Pseudomonas aeruginosa can grow to very high-cell-density (HCD) during infection of the cystic fibrosis (CF) lung. Phosphatidylcholine (PC), the major component of lung surfactant, has been hypothesized to support HCD growth of P. aeruginosa in vivo. The phosphorylcholine headgroup, a glycerol molecule, and two long-chain fatty acids (FAs) are released by enzymatic cleavage of PC by bacterial phospholipase C and lipases. Three different bacterial pathways, the choline, glycerol, and fatty acid degradation pathways, are then involved in the degradation of these PC components. Here, we identified five potential FA degradation (Fad) related fadBA-operons (fadBA1-5, each encoding 3-hydroxyacyl-CoA dehydrogenase and acyl-CoA thiolase). Through mutagenesis and growth analyses, we showed that three (fadBA145) of the five fadBA-operons are dominant in medium-chain and long-chain Fad. The triple fadBA145 mutant also showed reduced ability to degrade PC in vitro. We have previously shown that by partially blocking Fad, via mutagenesis of fadBA5 and fadDs, we could significantly reduce the ability of P. aeruginosa to replicate on FA and PC in vitro, as well as in the mouse lung. However, no studies have assessed the ability of mutants, defective in choline and/or glycerol degradation in conjunction with Fad, to grow on PC or in vivo.
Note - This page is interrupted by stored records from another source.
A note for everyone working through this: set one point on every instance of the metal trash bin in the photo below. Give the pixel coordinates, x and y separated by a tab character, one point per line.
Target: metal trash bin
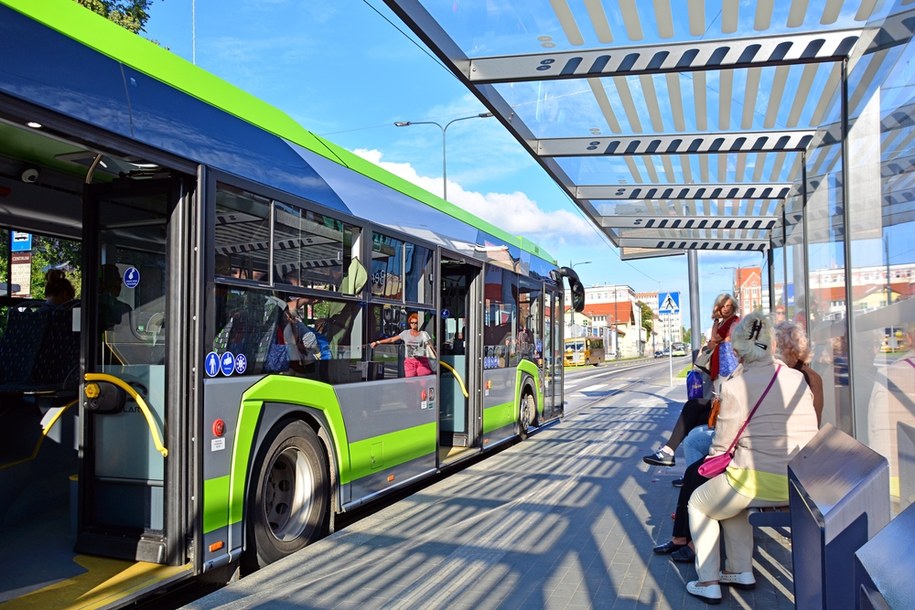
883	574
839	494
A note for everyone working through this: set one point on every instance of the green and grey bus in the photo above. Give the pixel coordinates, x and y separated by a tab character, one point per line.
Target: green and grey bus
210	391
Hence, we constructed additional mutants (ΔfadBA145ΔglpD, ΔfadBA145ΔbetAB, and ΔfadBA145ΔbetABΔglpD) significantly defective in the ability to degrade FA, choline, and glycerol and, therefore, PC. The analysis of these mutants in the BALB/c mouse lung infection model showed significant inability to utilize PC in vitro, resulted in decreased replication fitness and competitiveness in vivo compared to the complement strain, although there was little to no variation in typical virulence factor production (e.g., hemolysin, lipase, and protease levels). This further supports the hypothesis that lung surfactant PC serves as an important nutrient for P. aeruginosa during CF lung infection.